Whether a sum is a penalty depends on the parties’ intentions; but the courts have laid down some guidelines:
1 the expression used in the contract by the parties will not be decisive. For example, if the parties described the sum to be paid on breach of contract as a genuine pre-estimate of damages, and in all the circumstances it is apparent to the court that the sum is really a penalty, then the court will disregard the language used;
2 if the sum is extravagant in comparison to the greatest loss that could flow from the breach, then it will be regarded as a penalty. It is not enough for the sum to be disproportionate, it must be “all out of proportion”. This should be assessed at the time of entering into the contract, rather than comparing the sum with the actual loss incurred;
3 where the obligation is, for example, to pay a certain amount of money and it is provided that failure to do so will mean that a higher sum of money is payable, then that will usually be regarded as a penalty. An agreement to pay a sum of money with a rebate for a prompt payment will be valid but a penalty for late payment is usually invalid;
4 if there is a range of contract breaches, each of which producing differing amounts of loss and yet one sum is provided for breach of contract, then that sum is likely to be regarded as a penalty; and
5 consideration of the actual loss incurred is only relevant after the sum is found to be a penalty, in order to determine compensation to the penalised party. The “indirect consequences” incurred as a result of a breach of an obligation can be taken into account, not just direct loss incurred.

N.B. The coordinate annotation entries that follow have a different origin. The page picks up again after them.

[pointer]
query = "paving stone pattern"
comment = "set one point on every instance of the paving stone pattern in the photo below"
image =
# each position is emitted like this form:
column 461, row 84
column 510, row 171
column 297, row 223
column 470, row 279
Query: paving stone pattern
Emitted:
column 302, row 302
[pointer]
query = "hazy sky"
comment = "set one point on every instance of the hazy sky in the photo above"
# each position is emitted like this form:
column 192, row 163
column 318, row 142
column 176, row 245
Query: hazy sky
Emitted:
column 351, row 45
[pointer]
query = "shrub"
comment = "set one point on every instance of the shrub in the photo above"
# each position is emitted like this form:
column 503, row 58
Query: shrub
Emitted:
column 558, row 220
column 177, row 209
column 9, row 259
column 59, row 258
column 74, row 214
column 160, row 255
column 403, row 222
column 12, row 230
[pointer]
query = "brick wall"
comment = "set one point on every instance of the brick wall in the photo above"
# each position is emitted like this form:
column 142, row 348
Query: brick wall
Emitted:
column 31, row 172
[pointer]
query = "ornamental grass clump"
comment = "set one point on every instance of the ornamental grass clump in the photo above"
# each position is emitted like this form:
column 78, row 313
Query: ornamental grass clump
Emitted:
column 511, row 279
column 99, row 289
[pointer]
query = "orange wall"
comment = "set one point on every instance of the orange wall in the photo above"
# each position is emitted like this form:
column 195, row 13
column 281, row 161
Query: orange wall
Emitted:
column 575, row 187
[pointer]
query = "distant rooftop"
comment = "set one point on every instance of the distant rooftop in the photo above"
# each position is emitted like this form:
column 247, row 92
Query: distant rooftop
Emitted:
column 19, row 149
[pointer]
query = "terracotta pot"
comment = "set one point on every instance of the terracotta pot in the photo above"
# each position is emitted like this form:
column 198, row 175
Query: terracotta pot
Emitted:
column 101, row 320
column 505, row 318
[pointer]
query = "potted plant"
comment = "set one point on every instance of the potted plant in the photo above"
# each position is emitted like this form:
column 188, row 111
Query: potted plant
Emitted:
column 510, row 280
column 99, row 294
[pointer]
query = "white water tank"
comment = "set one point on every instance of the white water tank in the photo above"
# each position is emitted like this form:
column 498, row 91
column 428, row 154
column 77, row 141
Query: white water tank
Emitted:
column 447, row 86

In Paciocco v ANZ Banking Group  HCA 28, the High Court found that a credit card late payment fee was not penal as it protected the bank’s legitimate commercial interests, including loss provision costs, regulatory capital costs and collection costs. This is despite the fee not representing a genuine pre-estimate of the loss that might be caused by a particular breach. This decision signals that courts will be reluctant to interfere with contractual provisions of this kind and will take a broad view of the legitimate commercial interests that the provision seeks to protect.
See Ringrow Pty Ltd v BP Australia Pty Ltd  HCA 71; O’Dea v Allstates Leasing System (WA) Pty Ltd  HCA 3; Dunlop Pneumatic Tyre Co Ltd v New Garage & Motor Co Ltd  AC 79; Paciocco v ANZ Banking Group  HCA 28.